Si les avantages sont certains, les inconvénients le sont tout autant : la cible risque d'être "vampirisée" au détriment, notamment, de ses salariés. En outre, si la holding est l'absorbante, elle risque de perdre le report des éventuels déficits fiscaux dont elle bénéficiait, du fait du changement de son activité (passant de celle de la prise de participations à celle antérieurement exercée par la société cédée). La responsabilité des dirigeants ayant organisé la fusion peut, aussi, être engagée pour abus de biens sociaux, s'il est démontré que l'opération a été planifiée dans leur intérêt personnel, plutôt que dans celui de la cible. Enfin, l'administration fiscale, conformément à l'instruction fiscale du 3 août 2000 (N° Lexbase : X6075AAA), peut caractériser un abus de droit, si la fusion n'a pour autre objet que d'imputer fiscalement les frais d'acquisition sur les bénéfices de la cible (le risque étant, toutefois, mince, l'intégration fiscale présentant le même résultat). Elle peut, également, qualifier la fusion d'acte anormal de gestion, dans le cas où la fusion présente un déséquilibre, la société cible ne bénéficiant d'aucune contrepartie. Compte tenu des responsabilités qu'elle implique, il ne peut qu'être conseillé de justifier la fusion par des intérêts autres que fiscaux (intérêts économiques, politiques...), de prendre garde à son sens et, enfin, de laisser passer un délai d'environ deux ou trois ans avant de la réaliser. Plus efficacement encore, il peut être conseillé de préférer d'opter pour une intégration fiscale, qui présente sensiblement les mêmes avantages.


(1) Cf. La performance économique des entreprises françaises ayant fait l'objet d'une opération de LBO, Conclusions de l'étude menée par la Chaire Private Equity de l'ESSEC du 14 octobre 2008 : la croissance du chiffre d'affaires d'une entreprise sous LBO est supérieure de 6 % à la croissance de celui d'une entreprise comparable au cours du premier exercice suivant le LBO, celle de l'EBITDA (Earning before Interests Taxes Depreciation and Accumulated, dont l'équivalent français est l'excédent brut d'exploitation) de 20% et celle de la marge d'EBITDA de plus de 1 %.
(2) A l'exception des "méga-deals" et des LBO secondaires. Ce type de LBO (tout comme les LBO tertiaires, voire quartenaires) sont réalisés à la suite d'un premier montage ayant permis à un investisseur financier d'acquérir sa participation. Le LBO secondaire porte sur la cession de cette participation au profit d'un autre financier qui met, alors, en place, son propre montage LBO.
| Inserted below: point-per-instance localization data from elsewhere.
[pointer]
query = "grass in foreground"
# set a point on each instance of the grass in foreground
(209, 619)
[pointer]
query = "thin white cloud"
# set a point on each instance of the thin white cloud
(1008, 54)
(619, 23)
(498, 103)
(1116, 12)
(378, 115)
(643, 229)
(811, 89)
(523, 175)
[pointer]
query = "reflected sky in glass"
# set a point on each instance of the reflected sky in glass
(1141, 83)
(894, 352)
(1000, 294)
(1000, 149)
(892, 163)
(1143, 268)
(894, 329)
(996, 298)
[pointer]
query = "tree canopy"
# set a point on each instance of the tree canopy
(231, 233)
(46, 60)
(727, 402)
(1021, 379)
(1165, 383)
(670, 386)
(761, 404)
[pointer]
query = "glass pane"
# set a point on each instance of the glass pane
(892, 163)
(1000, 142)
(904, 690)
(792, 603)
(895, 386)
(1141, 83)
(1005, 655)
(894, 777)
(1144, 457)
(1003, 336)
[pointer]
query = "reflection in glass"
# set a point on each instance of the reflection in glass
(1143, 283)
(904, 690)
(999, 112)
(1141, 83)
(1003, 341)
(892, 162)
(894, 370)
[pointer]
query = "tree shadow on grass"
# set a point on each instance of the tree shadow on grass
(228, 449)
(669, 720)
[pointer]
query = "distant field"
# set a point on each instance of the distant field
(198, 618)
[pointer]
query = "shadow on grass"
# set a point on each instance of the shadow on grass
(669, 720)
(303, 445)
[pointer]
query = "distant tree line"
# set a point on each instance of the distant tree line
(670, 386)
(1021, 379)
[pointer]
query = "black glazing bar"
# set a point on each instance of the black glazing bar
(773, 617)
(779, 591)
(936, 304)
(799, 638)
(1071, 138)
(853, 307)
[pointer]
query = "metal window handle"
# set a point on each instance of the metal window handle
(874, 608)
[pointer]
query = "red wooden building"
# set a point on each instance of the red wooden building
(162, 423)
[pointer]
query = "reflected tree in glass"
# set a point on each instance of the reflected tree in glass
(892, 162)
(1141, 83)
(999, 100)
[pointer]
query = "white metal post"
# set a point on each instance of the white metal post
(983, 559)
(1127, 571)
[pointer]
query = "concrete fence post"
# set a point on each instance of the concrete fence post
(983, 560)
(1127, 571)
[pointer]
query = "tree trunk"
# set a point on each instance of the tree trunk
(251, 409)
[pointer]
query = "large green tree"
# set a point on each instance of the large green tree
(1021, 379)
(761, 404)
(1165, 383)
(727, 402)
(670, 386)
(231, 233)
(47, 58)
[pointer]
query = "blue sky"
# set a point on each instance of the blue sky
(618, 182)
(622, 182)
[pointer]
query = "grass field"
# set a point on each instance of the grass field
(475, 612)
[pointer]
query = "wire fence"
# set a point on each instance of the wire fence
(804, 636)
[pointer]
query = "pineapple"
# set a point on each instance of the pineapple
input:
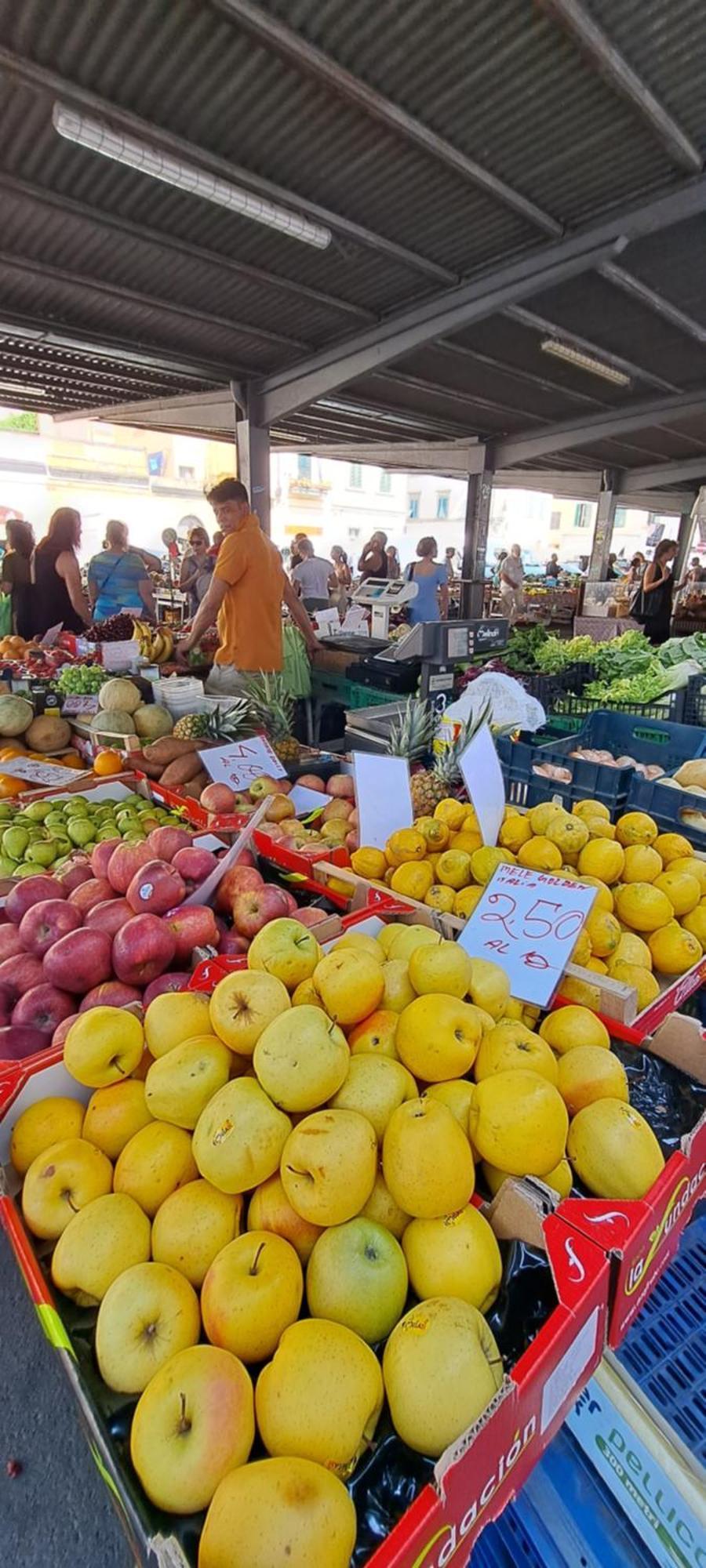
(272, 710)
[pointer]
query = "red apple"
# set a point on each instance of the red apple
(217, 797)
(173, 981)
(156, 888)
(79, 960)
(112, 993)
(10, 942)
(195, 866)
(18, 1044)
(89, 895)
(238, 879)
(29, 891)
(144, 949)
(192, 926)
(101, 855)
(164, 843)
(21, 973)
(109, 916)
(253, 910)
(46, 923)
(126, 860)
(45, 1007)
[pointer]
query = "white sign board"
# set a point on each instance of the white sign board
(384, 797)
(482, 777)
(242, 761)
(528, 923)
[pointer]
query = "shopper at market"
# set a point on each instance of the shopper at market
(118, 578)
(197, 568)
(57, 593)
(246, 597)
(15, 573)
(431, 578)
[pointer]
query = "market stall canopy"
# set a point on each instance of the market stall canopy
(388, 223)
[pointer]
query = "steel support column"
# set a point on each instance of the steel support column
(603, 534)
(476, 543)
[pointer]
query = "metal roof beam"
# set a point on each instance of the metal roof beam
(57, 85)
(307, 57)
(599, 427)
(614, 68)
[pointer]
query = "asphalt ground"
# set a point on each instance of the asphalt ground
(56, 1512)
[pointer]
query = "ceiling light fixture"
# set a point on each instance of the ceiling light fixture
(92, 134)
(575, 357)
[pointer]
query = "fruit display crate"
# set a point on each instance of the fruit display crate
(644, 739)
(641, 1236)
(468, 1487)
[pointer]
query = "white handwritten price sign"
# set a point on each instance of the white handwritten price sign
(242, 763)
(528, 923)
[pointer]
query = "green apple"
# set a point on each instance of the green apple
(357, 1276)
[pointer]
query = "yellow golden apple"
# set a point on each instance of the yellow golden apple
(115, 1114)
(104, 1240)
(351, 985)
(329, 1166)
(192, 1227)
(147, 1316)
(272, 1211)
(252, 1294)
(302, 1059)
(280, 1511)
(173, 1018)
(244, 1006)
(155, 1163)
(442, 1370)
(428, 1161)
(239, 1138)
(46, 1122)
(321, 1396)
(181, 1084)
(192, 1428)
(457, 1255)
(104, 1047)
(374, 1086)
(64, 1180)
(439, 1037)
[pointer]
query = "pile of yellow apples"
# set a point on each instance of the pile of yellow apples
(307, 1139)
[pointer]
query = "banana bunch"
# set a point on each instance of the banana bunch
(156, 645)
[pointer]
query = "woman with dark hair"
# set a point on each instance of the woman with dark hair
(57, 583)
(15, 573)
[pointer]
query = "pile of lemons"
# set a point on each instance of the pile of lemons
(649, 916)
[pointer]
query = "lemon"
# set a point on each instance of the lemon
(603, 860)
(644, 909)
(674, 949)
(636, 827)
(540, 855)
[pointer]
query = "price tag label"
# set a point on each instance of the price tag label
(242, 763)
(528, 923)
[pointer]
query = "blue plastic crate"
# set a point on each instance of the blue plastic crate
(666, 1348)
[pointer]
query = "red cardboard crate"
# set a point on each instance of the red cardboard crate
(476, 1479)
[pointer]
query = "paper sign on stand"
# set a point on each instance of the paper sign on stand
(482, 777)
(384, 797)
(244, 761)
(528, 923)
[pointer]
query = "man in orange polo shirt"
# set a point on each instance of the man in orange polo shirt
(246, 597)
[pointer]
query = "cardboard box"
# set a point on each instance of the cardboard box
(475, 1479)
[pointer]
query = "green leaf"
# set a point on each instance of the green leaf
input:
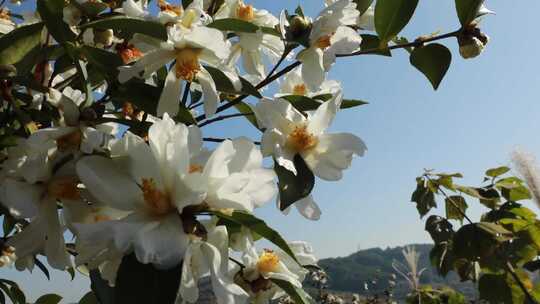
(362, 5)
(456, 207)
(496, 288)
(494, 172)
(234, 25)
(51, 12)
(351, 103)
(391, 16)
(423, 197)
(15, 45)
(293, 187)
(433, 61)
(42, 267)
(105, 61)
(371, 42)
(129, 26)
(49, 299)
(467, 10)
(258, 226)
(89, 298)
(298, 295)
(224, 84)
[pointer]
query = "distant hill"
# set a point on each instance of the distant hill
(374, 267)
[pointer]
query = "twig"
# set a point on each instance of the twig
(186, 93)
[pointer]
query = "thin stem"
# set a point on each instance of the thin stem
(223, 117)
(418, 42)
(186, 93)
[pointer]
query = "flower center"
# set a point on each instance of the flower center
(301, 140)
(4, 14)
(299, 89)
(268, 262)
(128, 52)
(64, 188)
(187, 63)
(157, 201)
(69, 141)
(324, 42)
(245, 12)
(164, 6)
(189, 18)
(195, 168)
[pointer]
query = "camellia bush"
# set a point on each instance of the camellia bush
(106, 165)
(499, 251)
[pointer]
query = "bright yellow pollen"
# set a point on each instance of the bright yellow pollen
(4, 14)
(268, 262)
(64, 188)
(299, 89)
(70, 141)
(195, 168)
(187, 63)
(164, 6)
(245, 12)
(157, 201)
(301, 140)
(189, 18)
(324, 42)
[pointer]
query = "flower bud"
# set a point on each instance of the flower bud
(103, 37)
(472, 42)
(299, 26)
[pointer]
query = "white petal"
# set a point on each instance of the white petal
(169, 101)
(161, 243)
(210, 94)
(312, 67)
(22, 199)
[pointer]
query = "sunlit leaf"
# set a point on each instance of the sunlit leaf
(391, 16)
(433, 60)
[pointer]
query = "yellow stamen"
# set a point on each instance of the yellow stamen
(164, 6)
(195, 168)
(157, 202)
(299, 89)
(64, 188)
(301, 140)
(245, 12)
(70, 141)
(268, 262)
(324, 42)
(187, 63)
(189, 18)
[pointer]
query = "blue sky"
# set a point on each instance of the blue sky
(484, 108)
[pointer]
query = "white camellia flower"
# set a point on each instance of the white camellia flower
(154, 191)
(260, 267)
(210, 255)
(289, 133)
(36, 200)
(189, 44)
(330, 35)
(252, 46)
(294, 84)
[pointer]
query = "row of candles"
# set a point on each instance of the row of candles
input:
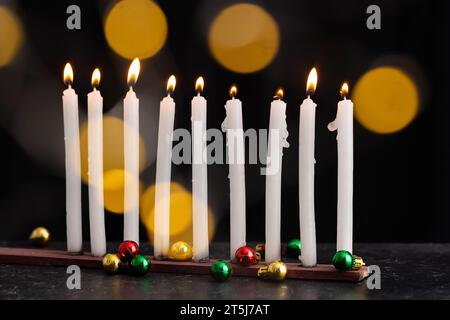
(233, 123)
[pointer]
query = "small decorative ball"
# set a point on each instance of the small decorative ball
(246, 256)
(357, 263)
(111, 263)
(40, 236)
(221, 270)
(140, 265)
(128, 250)
(343, 260)
(260, 251)
(276, 271)
(180, 251)
(294, 248)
(3) La cession d'Orangina, filiale de Pernod Ricard, au profit du groupe anglais Cadburry Schweppes relève d'une stratégie de spin off, la société Ricard ayant décidé d'un recentrage sur les seules boissons alcoolisées.
(4) Comme cela a, par exemple, été le cas pour le groupe PAI qui a, dans un premier temps, acquis de Danone le groupe Panzani, puis a, ensuite, souhaité acquérir les groupes Lustucru et Rivoire & Carré. Cette deuxième opération n'a été autorisée que concernant les produits autres que les pâtes sèches, pour lesquelles la concentration de PAI sur le marché était trop forte.
(5) Régime social du travailleur non salarié
(6) Possibilité introduite par la loi n° 2004-1343 du 9 décembre 2004, de simplification du droit (N° Lexbase : L4734GUU).
(7) Cf. la loi n° 2008-776 du 4 août 2008, de modernisation de l'économie (N° Lexbase : L7358IAR).
(8) Ceci en dépit de l'arrêt de la Chambre mixte de la Cour de cassation du 26 mai 2006 (Chbre mixte, 26 mai 2006, n° 03-19.376, Daurice Pater, épouse Pere c/ M. Jean Solari, P+B+R+I [LXB= A7227DPD]), qui préconise l'exécution forcée de la promesse.
(9) La répartition du capital de la "manco" entre les managers et les cadres clés correspondant à la participation que chacun aurait dû détenir dans la société mère.
(10) Ils'agit dune assiette dégressive du prix de la promesse en fonction de la date de survenance du fait générateur.
(11) A l'exception des actions gratuites attribuées aux salariés.